By Kristina Mon 23rd Jul

Gene Turbitt-Thurs interviewIt is with deep regret that we report the sudden passing of Gene Turbett, one of St. Enda’s most well known stalwarts. He died on Monday evening at 10pm.

An integral figure around the club for many years, the popular Gene was a regular sight at our weekly bingo sessions as ‘caller’, and carried out the role diligently right up to last Thursday evening.

The former Melody Aces star’s distinctive voice was also well known not just within St. Enda’s but to many Tyrone fans as he held the role of PA announcer at big games in Healy Park.

A huge crowd, reflecting Gene’s popularity, attended the Requiem Mass on Wednesday morning in the Sacred Heart Church, followed by interment in Drumragh graveyard. In a fitting send off, Gene’s nephew Shay performed one Gene’s signature tunes from his days as a singer and trumpet player with the Melody Aces.

Club members, along with children from the Loreto Grammar and St. Conor’s Primary School, formed a guard of honour at the church.

The following article by Alan Rodgers will appear in this week’s Ulster Herald:

HE was one of the last links with a golden era for music in Omagh and the far-famed Melody Aces whose death this week after a short illness robbed the whole area of a ‘true gentleman.’

Gene Turbett, who lived at Ardmore Avenue in the town, was aged 80 and a member of a well-known Omagh family both in music and GAA circles.

Reared at St Bridget’s Terrace in the Gallows Hill area, he attended Culmore School before working in Todd and Pollocks Grocery store.

It was while in his early teens that he joined St Eugene’s Brass and Reed Band playing the cornet, an experience which led to his subsequent long association with the Melody Aces.

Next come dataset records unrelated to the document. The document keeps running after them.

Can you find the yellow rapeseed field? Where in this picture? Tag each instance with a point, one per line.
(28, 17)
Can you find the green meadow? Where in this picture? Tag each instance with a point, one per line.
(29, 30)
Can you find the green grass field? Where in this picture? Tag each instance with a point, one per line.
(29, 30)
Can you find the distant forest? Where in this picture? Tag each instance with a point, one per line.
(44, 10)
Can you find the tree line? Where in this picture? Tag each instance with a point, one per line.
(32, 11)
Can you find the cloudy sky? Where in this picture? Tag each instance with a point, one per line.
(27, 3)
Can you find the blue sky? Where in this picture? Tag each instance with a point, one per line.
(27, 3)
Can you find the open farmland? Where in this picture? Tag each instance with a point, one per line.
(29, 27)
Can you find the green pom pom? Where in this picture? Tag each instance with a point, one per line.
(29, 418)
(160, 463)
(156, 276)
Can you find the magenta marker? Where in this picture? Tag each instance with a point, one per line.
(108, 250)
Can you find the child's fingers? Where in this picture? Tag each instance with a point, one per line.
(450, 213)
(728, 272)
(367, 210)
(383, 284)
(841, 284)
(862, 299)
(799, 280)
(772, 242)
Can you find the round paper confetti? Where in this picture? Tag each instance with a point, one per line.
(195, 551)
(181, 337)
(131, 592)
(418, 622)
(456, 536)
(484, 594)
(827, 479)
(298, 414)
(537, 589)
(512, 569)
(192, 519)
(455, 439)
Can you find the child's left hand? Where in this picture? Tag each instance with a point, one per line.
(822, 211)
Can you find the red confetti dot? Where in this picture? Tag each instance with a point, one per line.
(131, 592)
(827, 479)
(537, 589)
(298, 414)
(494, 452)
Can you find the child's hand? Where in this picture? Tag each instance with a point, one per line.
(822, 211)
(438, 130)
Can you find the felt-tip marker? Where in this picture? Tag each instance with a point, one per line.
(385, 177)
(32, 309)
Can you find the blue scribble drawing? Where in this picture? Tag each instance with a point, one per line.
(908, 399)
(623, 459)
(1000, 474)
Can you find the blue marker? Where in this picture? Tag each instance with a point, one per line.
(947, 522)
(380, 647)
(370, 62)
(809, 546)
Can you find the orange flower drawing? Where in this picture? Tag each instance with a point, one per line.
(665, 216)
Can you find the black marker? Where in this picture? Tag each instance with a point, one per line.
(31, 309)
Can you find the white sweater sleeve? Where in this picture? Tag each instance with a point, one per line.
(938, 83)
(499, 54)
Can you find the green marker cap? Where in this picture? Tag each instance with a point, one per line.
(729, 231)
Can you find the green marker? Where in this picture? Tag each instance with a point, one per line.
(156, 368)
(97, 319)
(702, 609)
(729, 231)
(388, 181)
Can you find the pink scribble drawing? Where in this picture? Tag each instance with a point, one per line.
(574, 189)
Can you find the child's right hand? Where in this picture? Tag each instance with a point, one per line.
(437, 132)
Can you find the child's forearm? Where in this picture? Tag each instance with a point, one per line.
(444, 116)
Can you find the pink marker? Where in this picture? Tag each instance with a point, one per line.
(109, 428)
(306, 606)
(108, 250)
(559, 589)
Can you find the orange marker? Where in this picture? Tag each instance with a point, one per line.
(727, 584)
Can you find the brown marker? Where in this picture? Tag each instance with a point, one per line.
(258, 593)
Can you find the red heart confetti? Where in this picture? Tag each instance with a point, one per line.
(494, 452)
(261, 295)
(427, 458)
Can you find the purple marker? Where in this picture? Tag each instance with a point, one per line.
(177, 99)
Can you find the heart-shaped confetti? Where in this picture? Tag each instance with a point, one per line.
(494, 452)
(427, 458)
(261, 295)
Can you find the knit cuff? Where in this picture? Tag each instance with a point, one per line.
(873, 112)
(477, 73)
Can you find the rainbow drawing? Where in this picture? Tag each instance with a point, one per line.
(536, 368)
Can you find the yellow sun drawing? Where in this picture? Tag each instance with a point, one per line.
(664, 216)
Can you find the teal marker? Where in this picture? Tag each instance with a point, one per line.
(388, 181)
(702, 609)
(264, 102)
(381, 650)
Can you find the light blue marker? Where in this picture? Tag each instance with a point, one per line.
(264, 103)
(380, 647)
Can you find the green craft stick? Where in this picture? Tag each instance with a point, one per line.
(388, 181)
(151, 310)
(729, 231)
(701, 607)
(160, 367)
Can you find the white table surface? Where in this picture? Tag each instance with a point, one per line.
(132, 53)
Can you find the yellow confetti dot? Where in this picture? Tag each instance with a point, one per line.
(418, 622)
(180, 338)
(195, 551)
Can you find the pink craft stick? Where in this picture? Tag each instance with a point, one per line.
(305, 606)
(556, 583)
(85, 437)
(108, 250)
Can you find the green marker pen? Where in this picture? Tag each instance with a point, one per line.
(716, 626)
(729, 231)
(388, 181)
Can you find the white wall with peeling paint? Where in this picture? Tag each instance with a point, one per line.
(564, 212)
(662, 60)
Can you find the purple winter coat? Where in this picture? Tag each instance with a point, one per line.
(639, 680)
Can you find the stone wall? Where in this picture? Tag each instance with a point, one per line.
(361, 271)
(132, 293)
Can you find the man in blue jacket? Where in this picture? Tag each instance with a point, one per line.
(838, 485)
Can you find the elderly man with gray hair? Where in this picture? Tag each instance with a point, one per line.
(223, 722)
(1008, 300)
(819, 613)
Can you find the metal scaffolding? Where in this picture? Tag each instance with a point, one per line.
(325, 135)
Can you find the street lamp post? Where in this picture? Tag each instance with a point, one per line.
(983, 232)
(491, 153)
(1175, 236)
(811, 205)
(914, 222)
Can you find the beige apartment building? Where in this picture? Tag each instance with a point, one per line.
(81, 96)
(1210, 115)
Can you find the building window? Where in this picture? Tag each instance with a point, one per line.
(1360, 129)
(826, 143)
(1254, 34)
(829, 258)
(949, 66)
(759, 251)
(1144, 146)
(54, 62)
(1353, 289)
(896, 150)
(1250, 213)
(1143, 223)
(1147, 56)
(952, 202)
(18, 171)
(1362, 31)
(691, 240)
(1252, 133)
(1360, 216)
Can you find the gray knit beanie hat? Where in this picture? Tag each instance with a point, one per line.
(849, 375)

They created a new way of performing, clapping and dancing along with the music, they got involved and enjoyed it all too. Their fame spread as far as America where they toured on numerous occasions up until the early 1970s.

As well as his involvement in music, he was also a very keen follower of gaelic games and his native Omagh St Enda’s. He played for them and also the Tyrone Minors and Seniors and continued to follow their fortunes right up to his death. In more recent years he was the ‘voice of Healy Park’ making the public announcements at major club and county matches and up until just last week was the caller at the weekly St Enda’s Bingo.

Interviewed for the Ulster Herald in 2004, Gene remarked how he had few regrets about his life.

“I’d honestly say that if I had to live my life again, I would ask to do exactly as I did in this one,” he said.

His funeral Mass was held at the Sacred Heart Church in Omagh yesterday (Wednesday) when among the gifts brought to the altar were his trumpet and a football signifying two of his great interests in life.

Friends from the music industry, as well as members of the Omagh St Enda’s GAA club and pupils from both the Loreto, Omagh, where he had been caretaker for many years and St Conor’s PS formed a guard of honour.

At the graveside, his nephew, Shay, gave a moving rendition on the trumpet and in song of Mr Turbett’s signature tune with the Melody Aces ‘Bill Bailey..Will you please come home.”

Mr Turbett is survived by his wife, Jean, children Pol, Gary, Gene, Peter, Maria and Louise, grandchildren, brothers, Frank, Thady and Leo and a wide family circle.

Sympathy is extended to the entire Turbett family.